Model Counting: A New Strategy for Obtaining Good Bounds

[gustavolacerda]

Carla P. Gomes, Ashish Sabharwal, Bart Selman - Model Counting: A New Strategy for Obtaining Good Bounds tackles the interesting problem of counting the number of assignments satisfying an instance of SAT (the instance is satisfiable if this is >0

Comments

[mdinitz]

My initial thoughts:

I think the point of their paper is that while SAT solvers in practice are really fast, SAT counters are not (which makes sense, since we think that #P is much harder than NP).

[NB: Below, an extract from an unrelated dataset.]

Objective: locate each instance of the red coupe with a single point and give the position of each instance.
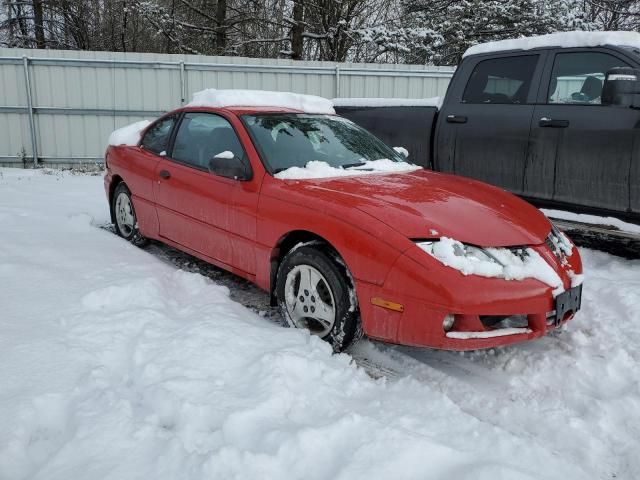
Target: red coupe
(345, 234)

So for your first question, they're assuming that you just use your favorite SAT solver to check to see if there's at least one solution. And they don't need to check that there's exactly one, just that there's at least one (see page 16 for the algorithm description).

For your second point, I'm not quite sure what you mean. X is not an assignment, it's a parity constraint. They just use it to eliminate assignments randomly. It should be conditional on A and B being satisfying assignments, but that's trivially true since all of the randomness is over the choice of X.

[gustavolacerda]

Yes, I meant A and B instead of X. Thanks. Fixed.

<< It should be conditional on A and B being satisfying assignments, but that's trivially true since all of the randomness is over the choice of X. >>

I see. The assignment must be found by using a SAT solver. But it still seems *possible* to me for the coin flips to somehow be biased.

* For every two truth assignments A and B, “A satisfies X” and “B satisfies X” are independent.
This seems false to me

[mdinitz]

This seems false to me:
(1) imagine the trivial case where A = B. Done.
(2) Now, suppose A!=B, but they differ only on one variable, x_k. They will disagree whenever X has x_k, and agree otherwise. Maybe conditioning on "A satisfies X" affects the probability of X having x_k? Ok. Anyway, I think this won't generalize to a case where assignments are trinary (0,1,2), but I digress.While it may seem false to you, it's not. You can prove it in general using some basic fourier analysis of boolean functions -- there are lecture notes from both Avrim's learning theory class and Steven Rudich's complexity theory class that do this, if you want to look it up

[gustavolacerda]

Are you saying that they don't need to qualify their statement to exclude the possibility that A=B?

My (2) was a failed exploration. When I said that it probably wouldn't generalize to trinary, I was giving up refuting the theorem for the binary case (the case that it's really about).